エンゼルスに所属していた昨シーズンには、これまた走塁で笑いを生み出した。4月13日のカブス戦の初回、ライト線へのヒットを放ったボーアは果敢に二塁を狙うも、先ほどのプレー同様に間に合わないと判断し突然の帰塁。するとボーアを仕留めようとしたライトからの送球が、先に一塁へ戻ったボーアの足に直撃。ボールが一塁側のベンチの方へと転がり、これに気づいたボーアはすかさず二塁へ向った。
だが、捕手もこれをカバーしており、進塁を試みたボーアをアウトにしようとセカンドへ送球。微妙なタイミングとなったが審判は「セーフ」と判定した。ところが……これを勝手にアウトだと勘違いしたボーアは、ベンチへ「のそのそ」と歩き帰ろうとするのだ。もちろん結果的にタッチアウトとなってしまうのだが、途中で気づいたボーアの表情や振舞いがなんとも間抜けで、米国でも変なプレーとして話題となった。
この他にも、走者一塁の場面で内野フライを打ち上げた瞬間にベンチに帰ってしまったことを突かれ、ダブルプレーになってしまったり、鮮やかなスライディングで本塁に生還したかと思いきや、ベースを踏み忘れたりと凡ミスが多い。一方でタッチを絶妙にかいくぐる好走塁もマーリンズ時代に見せており、この時にはドン・マッティングリー監督から「(球場のスクリーンに、米国の名馬ジャスティファイが映し出されたのを引き合いに)馬が画面から飛び出してきたようだった」とお褒めの言葉ももらっている。

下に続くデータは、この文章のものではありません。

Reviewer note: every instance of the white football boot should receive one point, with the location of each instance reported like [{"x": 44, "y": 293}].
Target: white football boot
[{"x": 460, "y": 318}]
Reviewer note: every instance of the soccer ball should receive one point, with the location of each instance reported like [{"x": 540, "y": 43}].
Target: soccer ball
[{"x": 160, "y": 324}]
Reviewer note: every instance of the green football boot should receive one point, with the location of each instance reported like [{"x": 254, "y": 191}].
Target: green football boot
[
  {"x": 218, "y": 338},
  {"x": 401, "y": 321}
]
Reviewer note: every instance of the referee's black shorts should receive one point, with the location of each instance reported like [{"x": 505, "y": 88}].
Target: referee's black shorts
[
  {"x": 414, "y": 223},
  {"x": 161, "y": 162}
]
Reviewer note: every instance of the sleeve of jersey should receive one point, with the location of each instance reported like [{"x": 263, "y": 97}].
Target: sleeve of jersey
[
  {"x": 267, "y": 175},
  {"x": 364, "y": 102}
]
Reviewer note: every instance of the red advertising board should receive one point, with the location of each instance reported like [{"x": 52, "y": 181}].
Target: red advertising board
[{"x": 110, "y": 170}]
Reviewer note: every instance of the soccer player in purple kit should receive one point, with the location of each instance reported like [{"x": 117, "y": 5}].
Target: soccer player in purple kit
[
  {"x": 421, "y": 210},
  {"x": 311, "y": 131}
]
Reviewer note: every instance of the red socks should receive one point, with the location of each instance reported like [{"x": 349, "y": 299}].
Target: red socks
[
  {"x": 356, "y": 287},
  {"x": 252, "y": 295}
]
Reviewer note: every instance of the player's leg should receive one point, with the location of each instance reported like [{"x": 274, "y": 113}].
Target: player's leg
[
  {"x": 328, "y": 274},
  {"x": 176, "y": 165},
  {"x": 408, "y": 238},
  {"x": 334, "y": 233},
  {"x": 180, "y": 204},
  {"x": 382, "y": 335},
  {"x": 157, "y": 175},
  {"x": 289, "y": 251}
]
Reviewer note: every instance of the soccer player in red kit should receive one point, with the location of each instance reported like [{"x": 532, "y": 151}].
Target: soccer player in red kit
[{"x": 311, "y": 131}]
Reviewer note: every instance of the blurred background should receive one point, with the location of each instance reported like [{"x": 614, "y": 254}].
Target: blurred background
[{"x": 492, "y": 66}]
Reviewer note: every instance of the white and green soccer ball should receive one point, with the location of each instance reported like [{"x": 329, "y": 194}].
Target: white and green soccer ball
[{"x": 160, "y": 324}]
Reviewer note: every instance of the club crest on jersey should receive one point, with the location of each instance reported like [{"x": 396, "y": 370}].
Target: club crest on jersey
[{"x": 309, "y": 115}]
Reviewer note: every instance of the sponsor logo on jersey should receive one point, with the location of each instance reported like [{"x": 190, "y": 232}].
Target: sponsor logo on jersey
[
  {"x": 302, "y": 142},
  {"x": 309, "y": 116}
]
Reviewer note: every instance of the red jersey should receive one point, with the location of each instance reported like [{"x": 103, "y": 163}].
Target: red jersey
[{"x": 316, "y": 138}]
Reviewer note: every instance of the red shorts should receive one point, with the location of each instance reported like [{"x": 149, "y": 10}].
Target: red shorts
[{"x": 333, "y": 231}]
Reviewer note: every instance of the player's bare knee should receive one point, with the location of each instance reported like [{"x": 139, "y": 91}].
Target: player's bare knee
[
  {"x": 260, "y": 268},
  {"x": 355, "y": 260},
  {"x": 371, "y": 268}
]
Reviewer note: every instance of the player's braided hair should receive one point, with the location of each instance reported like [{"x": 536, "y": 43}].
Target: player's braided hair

必死のプレーは日本同様に米国でも好感を持たれ、かつ微笑ましいものと見られているのは間違いない。マーリンズ時代にボーアがキャリア310試合目にして初盗塁を決めたシーンでは解説と実況が思わず笑ってしまったかと思えば、初の三塁打を放ったシーンではチームメートがベンチを飛び出して大喜び。当時同僚だったイチローもベンチで“ニヤついて”いた表情も映し出されている。